A primeira decisão de Adriana Calcanhotto em relação ao seu novo álbum Cantada era fazer um trabalho “muito, muito simples”. Por simples não se entenda apenas a exclusão de orquestra, de participações estelares ou de arranjos de grife. Adriana queria um CD sem sobras, gorduras, muitos acordes ou solos longos. Pode-se dizer que a gaúcha conseguiu seu intento. Cantada é um disco de concepção linear, mas não comum. Tem muitos recursos eletrônicos, mas também privilegia o lado acústico com violão e cellos, estes tocados por Moreno Veloso, filho de Caetano, que ainda pilota outros instrumentos e agrega seu grupo Moreno + 2 à turma comandada pela cantora e pelo ex-baixista do Barão Vermelho, Dé Palmeira.

Programa é a faixa de abertura, assinada por Adriana, Antonio Cicero e Waly Salomão, que há tempos acrescenta e encampa as idéias da cantora. Trata-se de uma letra carioquíssima nas suas metáforas de violência e droga, acompanhada de melodia que mescla a frieza eletrônica com a erudição pop de cellos e o balanço de violão. Pelos ares, também assinada pela cantora e Cicero, que é irmão de Marina Lima, segue o mesmo caminho. A diferença é o tom latino do acordeão de Chico Chagas em contraposição à massa percussiva das máquinas. Calor, propriadamente, envolve a quentura de guitarras, violão e guitarra portuguesa, que ajudam a imprimir doçura à letra cheia de banzo.

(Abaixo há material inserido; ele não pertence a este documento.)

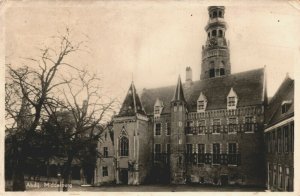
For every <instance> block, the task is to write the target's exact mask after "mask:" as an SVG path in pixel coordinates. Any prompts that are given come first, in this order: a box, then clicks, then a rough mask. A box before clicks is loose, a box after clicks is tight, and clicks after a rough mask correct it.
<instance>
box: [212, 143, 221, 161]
mask: <svg viewBox="0 0 300 196" xmlns="http://www.w3.org/2000/svg"><path fill="white" fill-rule="evenodd" d="M213 164H220V144H218V143H215V144H213Z"/></svg>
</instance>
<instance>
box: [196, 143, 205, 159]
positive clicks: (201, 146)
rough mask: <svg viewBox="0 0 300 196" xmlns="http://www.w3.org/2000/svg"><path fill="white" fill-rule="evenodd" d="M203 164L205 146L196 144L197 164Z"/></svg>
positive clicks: (204, 157) (204, 155) (204, 150)
mask: <svg viewBox="0 0 300 196" xmlns="http://www.w3.org/2000/svg"><path fill="white" fill-rule="evenodd" d="M204 162H205V144H198V163H204Z"/></svg>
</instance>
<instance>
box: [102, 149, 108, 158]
mask: <svg viewBox="0 0 300 196" xmlns="http://www.w3.org/2000/svg"><path fill="white" fill-rule="evenodd" d="M103 156H104V158H107V157H108V148H107V147H103Z"/></svg>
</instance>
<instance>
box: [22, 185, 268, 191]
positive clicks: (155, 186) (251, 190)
mask: <svg viewBox="0 0 300 196" xmlns="http://www.w3.org/2000/svg"><path fill="white" fill-rule="evenodd" d="M60 190H62V188H60ZM26 191H56V192H58V187H49V186H48V187H42V186H40V187H29V188H27V190H26ZM78 191H88V192H99V191H103V192H106V191H107V192H219V191H224V192H264V191H265V190H264V189H263V188H255V187H220V186H204V185H139V186H125V185H115V186H97V187H82V186H79V185H72V188H70V189H69V192H78Z"/></svg>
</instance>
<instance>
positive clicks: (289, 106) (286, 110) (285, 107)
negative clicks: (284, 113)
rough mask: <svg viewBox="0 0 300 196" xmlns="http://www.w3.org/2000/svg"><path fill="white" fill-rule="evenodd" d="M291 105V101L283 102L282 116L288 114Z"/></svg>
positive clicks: (291, 102) (281, 104) (291, 103)
mask: <svg viewBox="0 0 300 196" xmlns="http://www.w3.org/2000/svg"><path fill="white" fill-rule="evenodd" d="M291 105H292V101H291V100H289V101H283V102H282V104H281V113H282V114H284V113H286V112H287V111H288V110H289V109H290V107H291Z"/></svg>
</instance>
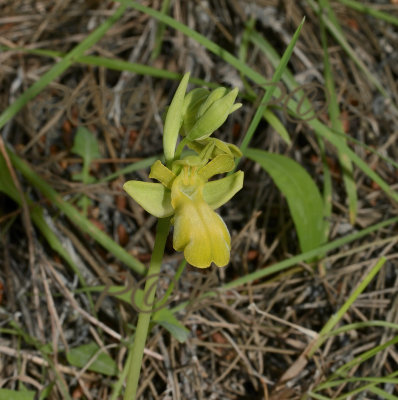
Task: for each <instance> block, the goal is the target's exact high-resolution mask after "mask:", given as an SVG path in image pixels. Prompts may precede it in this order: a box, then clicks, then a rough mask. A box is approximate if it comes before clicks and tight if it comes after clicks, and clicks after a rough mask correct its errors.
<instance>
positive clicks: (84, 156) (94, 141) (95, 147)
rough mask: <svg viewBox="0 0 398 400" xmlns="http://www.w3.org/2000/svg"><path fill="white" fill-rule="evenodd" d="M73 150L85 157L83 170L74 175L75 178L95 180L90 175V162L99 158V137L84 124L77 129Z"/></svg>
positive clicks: (76, 153) (99, 156)
mask: <svg viewBox="0 0 398 400" xmlns="http://www.w3.org/2000/svg"><path fill="white" fill-rule="evenodd" d="M71 152H72V153H74V154H77V155H79V156H80V157H81V158H83V169H82V172H81V173H79V174H76V175H74V177H73V179H74V180H80V181H82V182H83V183H91V182H93V181H94V178H93V177H92V176H90V164H91V162H92V161H93V160H95V159H96V158H99V157H100V156H101V154H100V152H99V146H98V141H97V139H96V138H95V136H94V135H93V134H92V133H91V132H90V131H89V130H88V129H87V128H85V127H84V126H80V127H79V128H78V129H77V132H76V135H75V140H74V142H73V147H72V149H71Z"/></svg>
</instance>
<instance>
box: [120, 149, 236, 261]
mask: <svg viewBox="0 0 398 400" xmlns="http://www.w3.org/2000/svg"><path fill="white" fill-rule="evenodd" d="M233 160H234V159H233V157H231V156H229V155H226V154H223V155H219V156H217V157H215V158H214V159H213V160H212V161H210V162H209V163H207V164H205V165H203V160H201V159H200V158H199V157H197V156H190V157H187V158H186V159H184V160H179V161H176V162H174V165H173V167H172V169H174V170H175V171H176V172H177V171H178V173H177V174H175V173H174V172H172V171H171V170H170V169H168V168H167V167H165V166H164V165H163V164H162V163H161V162H160V161H157V162H156V163H155V164H154V165H153V166H152V169H151V173H150V175H149V176H150V177H151V178H155V179H157V180H158V181H160V182H161V183H150V182H140V181H128V182H126V183H125V184H124V189H125V190H126V192H127V193H128V194H129V195H130V196H131V197H133V198H134V199H135V200H136V201H137V202H138V203H139V204H140V205H141V206H142V207H143V208H144V209H145V210H147V211H148V212H149V213H151V214H153V215H155V216H157V217H167V216H171V215H173V223H174V235H173V247H174V249H175V250H177V251H184V257H185V259H186V260H187V261H188V262H189V263H190V264H191V265H193V266H195V267H198V268H206V267H209V266H210V265H211V263H212V262H214V263H215V264H216V265H217V266H219V267H223V266H225V265H227V264H228V262H229V256H230V250H231V238H230V235H229V232H228V229H227V227H226V225H225V223H224V221H223V220H222V218H221V217H220V216H219V215H218V214H217V213H216V212H215V211H214V209H216V208H218V207H220V206H221V205H222V204H224V203H226V202H227V201H228V200H229V199H230V198H231V197H232V196H233V195H234V194H235V193H236V192H238V191H239V190H240V189H241V188H242V186H243V172H242V171H238V172H235V173H234V174H232V175H229V176H227V177H225V178H222V179H219V180H216V181H210V182H209V181H208V180H209V179H210V178H211V177H212V176H214V175H216V174H220V173H224V172H228V171H230V170H232V168H233V166H234V161H233Z"/></svg>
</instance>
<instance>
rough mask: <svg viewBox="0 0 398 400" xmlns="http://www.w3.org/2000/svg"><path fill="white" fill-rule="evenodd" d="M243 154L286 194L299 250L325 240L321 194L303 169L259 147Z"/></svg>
mask: <svg viewBox="0 0 398 400" xmlns="http://www.w3.org/2000/svg"><path fill="white" fill-rule="evenodd" d="M244 155H245V156H246V157H248V158H250V159H251V160H253V161H256V162H258V163H259V164H260V165H261V166H262V167H263V168H264V169H265V170H266V171H267V173H268V174H270V175H271V177H272V179H273V180H274V182H275V184H276V186H278V188H279V190H280V191H281V192H282V193H283V195H284V196H285V197H286V200H287V203H288V205H289V210H290V213H291V216H292V218H293V222H294V225H295V227H296V231H297V235H298V238H299V242H300V247H301V250H302V251H303V252H306V251H310V250H312V249H315V248H317V247H318V246H320V245H322V244H323V243H325V241H326V237H325V236H326V235H325V229H324V223H325V222H324V214H323V201H322V197H321V195H320V193H319V190H318V188H317V186H316V185H315V183H314V181H313V180H312V178H311V177H310V175H309V174H308V173H307V172H306V171H305V169H304V168H303V167H302V166H301V165H300V164H298V163H296V162H295V161H293V160H292V159H290V158H287V157H284V156H282V155H280V154H272V153H268V152H266V151H263V150H254V149H248V150H246V151H245V153H244Z"/></svg>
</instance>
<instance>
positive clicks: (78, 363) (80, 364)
mask: <svg viewBox="0 0 398 400" xmlns="http://www.w3.org/2000/svg"><path fill="white" fill-rule="evenodd" d="M98 353H99V354H98ZM94 356H95V360H94V361H92V362H91V360H92V358H93V357H94ZM66 358H67V360H68V362H69V364H71V365H74V366H75V367H78V368H84V367H85V366H86V365H87V363H89V362H90V365H89V367H88V370H90V371H93V372H98V373H100V374H103V375H108V376H114V375H116V374H117V372H118V371H117V365H116V362H115V361H114V360H113V359H112V358H111V357H110V356H109V355H108V354H106V353H104V352H103V351H102V350H101V349H100V348H99V346H98V345H97V344H96V343H94V342H91V343H88V344H84V345H82V346H79V347H75V348H74V349H71V350H70V352H69V353H67V354H66Z"/></svg>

A mulher barbada, também de Adriana, é a melhor canção do disco.Tem uma surpreendente participação dos integrantes da banda Los Hermanos, que dão uma boa sustentação musical e ainda conseguem uma sonoridade moderna à esquecida escaleta, instrumento de sopro, com teclas, muito usado na época da jovem guarda. No bilhete à imprensa, Adriana Calcanhotto deseja que seus prazeres e alegrias estejam impressos e audíveis neste CD. Estão.